On découvre peu à peu Hilma af Klint, l’artiste suédoise qui, au début du siècle dernier, dans le secret de son atelier, anticipa l’histoire mouvementée de l’abstraction en se mettant à l’écoute de l’invisible.

Il faut croire et c’est heureux que le parcours de l’histoire de l’art n’a rien d’une promenade harmonieuse où les époques se succèderaient les unes aux autres, toutes soigneusement étiquetées. Le bel ordre de cette succession impassible s’interrompt quelquefois sans vraiment provoquer d’incident majeur puisque les dissidents temporaires rejoignent benoîtement la cohorte de l’admiration générale. Or, il arrive que la réintégration ne s’effectue pas aussi facilement que cela. Et comme de tels exemples demeurent trop rares, il convient de saluer l’extraordinaire cas de Hilma af Klint (1862-1944) qui, aujourd’hui encore, bouscule voire dérange l’appétit interprétatif des experts.
De quelle outrecuidance s’est-elle donc rendue coupable ? Tout simplement d’avoir anticipé d’une dizaine d’années, et ce depuis la lointaine Suède, la naissance de l’art abstrait que les manuels établissent en 1913. Bien avant donc le majestueux quatuor des Malevitch, Kupka, Mondrian et Kandinsky sans parler des consorts. L’affaire se corse puisque l’artiste suédoise ne sera accueillie par la scène internationale que dans le cours des années 80. Dérangeante surprise ! Si la présence de ses tableaux au musée d’art moderne de Los Angeles[1], en 1986, fut une grande première, la comparaison avec le fameux quartet irrita plus d’un critique. Prévoyant les difficultés de sa réception, Hilma souhaitait que ses œuvres ne soient montrées que vingt ans après sa mort. Elle se doutait bien que cela n’irait pas sans mal.

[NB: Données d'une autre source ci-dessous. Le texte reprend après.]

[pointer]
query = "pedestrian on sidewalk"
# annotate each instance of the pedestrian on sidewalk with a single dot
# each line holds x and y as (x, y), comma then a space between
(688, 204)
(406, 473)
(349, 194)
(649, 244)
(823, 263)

Outre le handicap d’être une femme dans le milieu de l’avant-garde de l’époque qui, par ailleurs, ne les admettait pas dans leurs rangs, c’est sa démarche surtout qui rudoie les convenances. Il faut dire que son itinéraire ne laisse pas de surprendre. Formée à l’Académie des Beaux-Arts de Stockholm, sa vie se partage en deux. Elle illustre des livres de botanique et de médecine, la seule partie visible de son activité durant toute sa carrière, et très jeune se tourne vers le spiritisme en s’inscrivant à la loge de théosophie de la capitale.
La fin du XIXe siècle et les années 1900 seront très friandes de cette nourriture spirituelle dont la grande prêtresse théosophe fut Mme Blavatsky (1831-1891) grande voyageuse devant l’éternel, visitant la terre entière à la recherche des hommes remarquables, chamans, yogis ou autres visionnaires, du Tibet à Java en passant par le Honduras. Auteure d’ouvrages ésotériques se réclamant d’une vérité universelle créée par l’apport de toutes les religions du globe, son enseignement lui attira un vaste public et notamment Kandinsky, Mondrian, Kupka, Arp, Malevitch attentifs lecteurs de ses manifestes… Cet intérêt pour la spiritualité ne lâchera plus Hilma. Au point où, dès 1896, elle entreprend, en compagnie de quatre amies, de consulter les voix de l’au-delà notant et dessinant ce que ces maîtres de l’éther leur enseignent. Réunions régulières qu’elle dirige à partir de 1903 avant d’accepter, trois ans plus tard, de traduire l’univers spirituel qu’elle découvre sous l’inspiration d’Amaliel, l’un des nombreux intermédiaires célestes qui l’a conseille.
En quelque dix ans, soit de 1906 à 1915, près de 200 toiles vont constituer un vaste ensemble rassemblé sous le nom de Peintures pour le temple. Restés dans le secret de l’atelier ces tableaux s’organisent en plusieurs séries et leur vocabulaire n’a strictement rien à voir avec les œuvres figuratives qu’elle continue cependant de produire. Les formes géométriques : carrés, cercles, triangles, ellipses composent l’essentiel de cette immense fresque, où les couleurs primaires transfigurent la partition de cette musique des sphères. Commencé sous le signe du chaos originel marqué au sceau de l’escargot, symbole de mort et de renaissance, le parcours s’achève sur l’évolution de l’âme signifiée par la pointe d’un triangle pénétrant le cercle de la perfection.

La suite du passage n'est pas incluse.